「涼」の記憶-日暮蝉
20年近く続いているマンスリーチラシの制作がある。住宅に関するものだが、今は8月号の制作をしている真っ最中!夏をいかに涼しく過ごせる家作りをするかが、今回のテーマ。
夏といえば、日暮れ近くに「カナカナカナ…」と鳴く日暮蝉(ひぐらし)の声を思い出す。雷雨が上がって少し気温が下がった黄昏時に、あのセミの鳴き声が聞こえてくると、せわしなく働いていた大人たちも、一瞬手を止めて静かになる。短命な蝉の時間と、暮れていく光の移う時が重なり、子ども心にも妙にせつない記憶として刻み込まれた夏の「風物詩」だ。
が、果たしてこのような夏の「風物詩」を若い人は知っているのだろうか?と思って聞いてみたところ、
「ヒグラシって知ってる?」
「花の名前ですか?」、「え~っと、鳥の名前ですか?」、「知ってはいるけど、聞いたことはないですね」
と残念な答え。

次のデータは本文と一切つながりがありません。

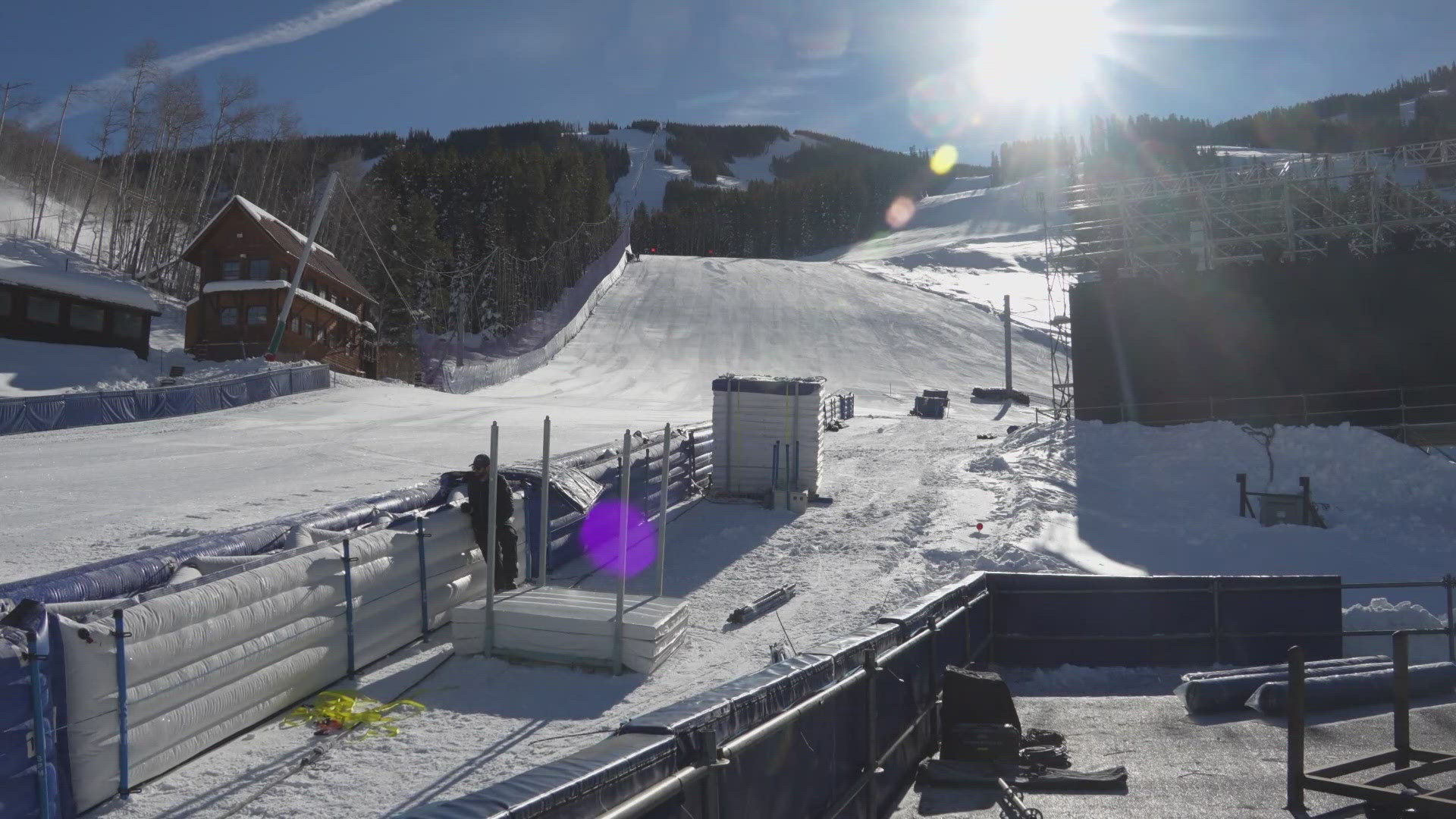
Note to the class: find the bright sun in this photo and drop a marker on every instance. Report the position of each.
(1040, 53)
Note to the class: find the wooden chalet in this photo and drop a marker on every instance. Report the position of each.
(44, 297)
(246, 259)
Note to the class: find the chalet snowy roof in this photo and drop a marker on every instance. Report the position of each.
(31, 264)
(278, 284)
(321, 260)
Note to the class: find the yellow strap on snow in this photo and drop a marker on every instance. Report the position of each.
(350, 710)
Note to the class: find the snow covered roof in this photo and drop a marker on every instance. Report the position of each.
(277, 284)
(42, 273)
(321, 260)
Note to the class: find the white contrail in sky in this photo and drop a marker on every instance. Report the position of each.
(321, 19)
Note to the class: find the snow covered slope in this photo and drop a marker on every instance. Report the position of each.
(648, 178)
(647, 356)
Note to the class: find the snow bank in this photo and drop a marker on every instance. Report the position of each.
(1382, 615)
(220, 654)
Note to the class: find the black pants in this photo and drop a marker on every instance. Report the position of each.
(504, 554)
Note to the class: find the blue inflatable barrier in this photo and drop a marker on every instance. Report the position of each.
(91, 409)
(1359, 689)
(1218, 694)
(34, 777)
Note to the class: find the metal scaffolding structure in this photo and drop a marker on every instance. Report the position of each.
(1280, 209)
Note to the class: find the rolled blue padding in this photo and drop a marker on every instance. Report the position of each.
(1218, 694)
(1362, 689)
(1191, 676)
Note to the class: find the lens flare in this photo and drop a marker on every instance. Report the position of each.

都会育ち、地方育ちは関係なく、教養の一貫として夏の季語であるとか、蝉の種類であるとかは知っていても、「ヒグラシ」と聞いて、あの身体が覚えている「涼感」のようなものを共有できる人がだんだん少なくなっていくのは、残念だ。もったいないなとも思う。
都会では無理だと思うが、20年後、30年後の里山でも、日暮蝉の声は聞こえなくなっているのだろうか?と思うと違う「冷さ」に襲われた。